Scenario planning or scenario method is a strategic planning technique used to explore and prepare for possible future events and uncertainties. It involves developing multiple plausible future scenarios based on key driving forces and trends, and then analysing the potential impacts of these scenarios on an organization, industry, or system. The main goal of the scenario method is to help decision-makers better understand the risks and opportunities associated with different future outcomes and make more informed strategic choices.
Scanning the horizon for scenarios to analyze
The scenarios we are going to analyze will be based on near-term horizon scanning. Rather than trying to predict a single certain future, we are going to model a variety of alternative future scenarios, all with the same initial starting point – Now. None of our futures are likely to play out exactly the way we anticipate them, but combined across all of them, we should get at least a few things right. This will allow us to be better prepared, and make informed decisions.
AI on the Horizon
We’re going to imagine a variety of different futures throughout this series, but all of them will be extrapolated from current trends, with different uncertain assumptions defining the scenarios.
With all of the hype and hustle on the topic of generative AI, we’re going to look at some future AI scenarios first.
Dead End AI
- AI ends up another hype like crypto, NFT’s and the Metaverse.
- AI is overhyped and the resulting disappointment leads to defunding and a new AI winter.
- AI plateaus and stays on our current level
- AI iteratively improves on an evolutionary, not revolutionary path
- AI progresses rapidly, but is globally rigidly controlled and regulated
- AI progresses rapidly, but is only available to a few great powers
- A new AI revolution, as disruptive as the agricultural or industrial revolution
- Endgame, Imminent Artificial general Intelligence and the Technological Singularity
We will be imagining all of these scenarios over the next months in a series of articles. For today though, we will quickly discuss the Endgame Scenario – Artificial General Intelligence (AGI) resulting in the Technological Singularity (Kurzweil). We can’t make any predictions about it. By definition, and the reason that the term singularity was chosen in the first place, is that its impact will be so momentous that it will cause unforeseeable changes to human civilization. We hit a prediction event horizon.

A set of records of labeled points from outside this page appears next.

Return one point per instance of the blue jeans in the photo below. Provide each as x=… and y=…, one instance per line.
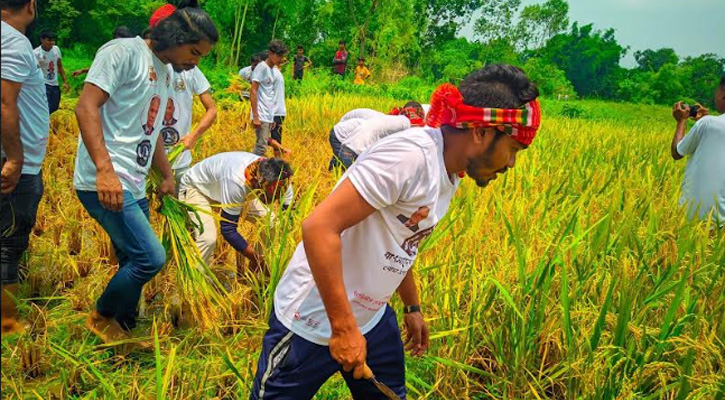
x=140, y=254
x=341, y=154
x=291, y=368
x=17, y=217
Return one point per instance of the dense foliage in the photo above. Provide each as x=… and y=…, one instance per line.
x=419, y=38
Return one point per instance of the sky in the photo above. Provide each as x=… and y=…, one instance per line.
x=691, y=27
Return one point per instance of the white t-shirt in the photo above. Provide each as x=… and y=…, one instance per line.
x=403, y=176
x=19, y=65
x=246, y=73
x=372, y=130
x=48, y=61
x=138, y=84
x=221, y=178
x=426, y=108
x=281, y=108
x=704, y=182
x=266, y=96
x=177, y=117
x=361, y=113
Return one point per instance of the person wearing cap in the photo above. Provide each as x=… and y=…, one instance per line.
x=176, y=126
x=50, y=61
x=116, y=151
x=24, y=124
x=244, y=184
x=362, y=73
x=359, y=245
x=339, y=62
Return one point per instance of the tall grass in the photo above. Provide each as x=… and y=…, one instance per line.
x=576, y=275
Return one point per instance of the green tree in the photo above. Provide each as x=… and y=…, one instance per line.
x=589, y=58
x=653, y=60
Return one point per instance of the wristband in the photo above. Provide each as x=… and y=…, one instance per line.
x=411, y=309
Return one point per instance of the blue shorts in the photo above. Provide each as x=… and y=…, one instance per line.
x=293, y=368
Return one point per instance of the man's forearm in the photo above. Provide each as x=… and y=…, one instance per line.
x=253, y=98
x=10, y=133
x=407, y=290
x=89, y=122
x=160, y=161
x=679, y=135
x=324, y=253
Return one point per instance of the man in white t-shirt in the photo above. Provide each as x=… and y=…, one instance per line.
x=246, y=72
x=331, y=311
x=703, y=188
x=243, y=183
x=24, y=122
x=360, y=128
x=50, y=61
x=279, y=114
x=263, y=95
x=115, y=152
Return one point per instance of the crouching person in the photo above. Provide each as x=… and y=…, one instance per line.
x=131, y=78
x=243, y=183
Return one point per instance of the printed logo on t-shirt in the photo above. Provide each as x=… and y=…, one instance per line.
x=51, y=71
x=410, y=245
x=143, y=153
x=412, y=222
x=151, y=113
x=170, y=134
x=152, y=76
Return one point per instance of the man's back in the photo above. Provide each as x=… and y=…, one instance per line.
x=703, y=187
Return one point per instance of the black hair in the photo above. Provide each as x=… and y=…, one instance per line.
x=184, y=26
x=498, y=86
x=277, y=47
x=274, y=169
x=13, y=4
x=185, y=3
x=122, y=32
x=48, y=34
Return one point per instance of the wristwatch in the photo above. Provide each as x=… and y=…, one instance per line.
x=411, y=309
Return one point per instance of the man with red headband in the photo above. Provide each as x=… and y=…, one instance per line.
x=243, y=183
x=331, y=311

What is remarkable to note is that we’ve hit a point where reliable prediction becomes exceedingly difficult beyond even short time horizons way before full-blown AGI. It may be the case that the requirement for machine intelligence to be massively disruptive may be far more modest than we thought.

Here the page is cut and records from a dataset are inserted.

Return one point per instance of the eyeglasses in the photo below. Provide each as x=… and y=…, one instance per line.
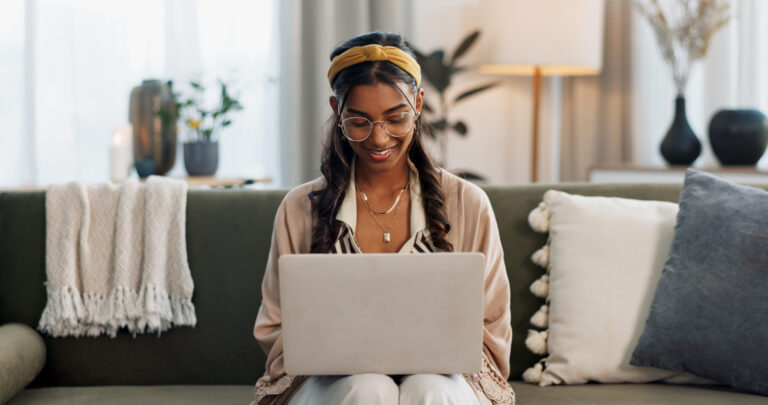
x=397, y=125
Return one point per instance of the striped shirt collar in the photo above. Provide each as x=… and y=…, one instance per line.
x=348, y=210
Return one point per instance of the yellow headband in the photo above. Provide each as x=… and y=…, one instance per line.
x=360, y=54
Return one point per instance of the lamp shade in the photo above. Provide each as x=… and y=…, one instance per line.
x=560, y=37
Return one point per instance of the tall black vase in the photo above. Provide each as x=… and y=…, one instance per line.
x=680, y=146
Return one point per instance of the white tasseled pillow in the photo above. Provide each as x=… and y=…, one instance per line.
x=603, y=258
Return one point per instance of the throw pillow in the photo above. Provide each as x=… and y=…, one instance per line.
x=604, y=258
x=710, y=309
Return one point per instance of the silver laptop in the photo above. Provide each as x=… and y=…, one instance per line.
x=382, y=313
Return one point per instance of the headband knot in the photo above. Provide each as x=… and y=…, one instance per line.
x=374, y=53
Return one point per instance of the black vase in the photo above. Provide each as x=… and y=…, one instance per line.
x=738, y=137
x=680, y=146
x=152, y=112
x=201, y=158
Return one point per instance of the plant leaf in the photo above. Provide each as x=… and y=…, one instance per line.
x=474, y=91
x=460, y=127
x=436, y=72
x=464, y=46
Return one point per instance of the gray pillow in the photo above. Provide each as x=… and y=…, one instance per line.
x=709, y=315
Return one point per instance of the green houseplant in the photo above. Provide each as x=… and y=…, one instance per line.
x=440, y=71
x=203, y=125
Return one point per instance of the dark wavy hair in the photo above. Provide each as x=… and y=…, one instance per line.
x=337, y=154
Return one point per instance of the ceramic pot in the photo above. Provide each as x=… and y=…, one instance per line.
x=153, y=117
x=738, y=137
x=680, y=146
x=201, y=158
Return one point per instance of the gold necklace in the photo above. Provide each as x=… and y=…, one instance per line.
x=387, y=234
x=365, y=200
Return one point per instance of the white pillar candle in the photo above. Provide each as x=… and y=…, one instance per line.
x=120, y=154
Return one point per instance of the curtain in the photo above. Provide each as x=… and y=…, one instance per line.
x=732, y=75
x=311, y=29
x=69, y=67
x=596, y=110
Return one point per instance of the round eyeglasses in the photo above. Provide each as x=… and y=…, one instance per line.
x=397, y=125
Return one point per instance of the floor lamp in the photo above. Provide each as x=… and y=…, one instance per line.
x=543, y=38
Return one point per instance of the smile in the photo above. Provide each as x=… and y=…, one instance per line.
x=381, y=154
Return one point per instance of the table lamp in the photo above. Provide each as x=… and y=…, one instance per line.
x=543, y=38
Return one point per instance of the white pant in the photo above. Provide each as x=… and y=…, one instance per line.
x=380, y=389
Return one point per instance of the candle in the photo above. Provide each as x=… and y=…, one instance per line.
x=120, y=154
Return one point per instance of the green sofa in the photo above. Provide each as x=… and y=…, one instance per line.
x=217, y=362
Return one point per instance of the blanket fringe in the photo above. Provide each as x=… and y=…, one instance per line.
x=150, y=310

It is worth noting that AI is just one of the many scenario factors that will be relevant for the future of security operations. There are many other interesting and plausible scenario, like what would security look like in a future where low power consumption, durability and repairability are major factors? What about a world where energy becomes freely available? These and many other factors converge with AI, even acting as inhibitors and catalysts. Some futures are also bright. Let’s explore those too.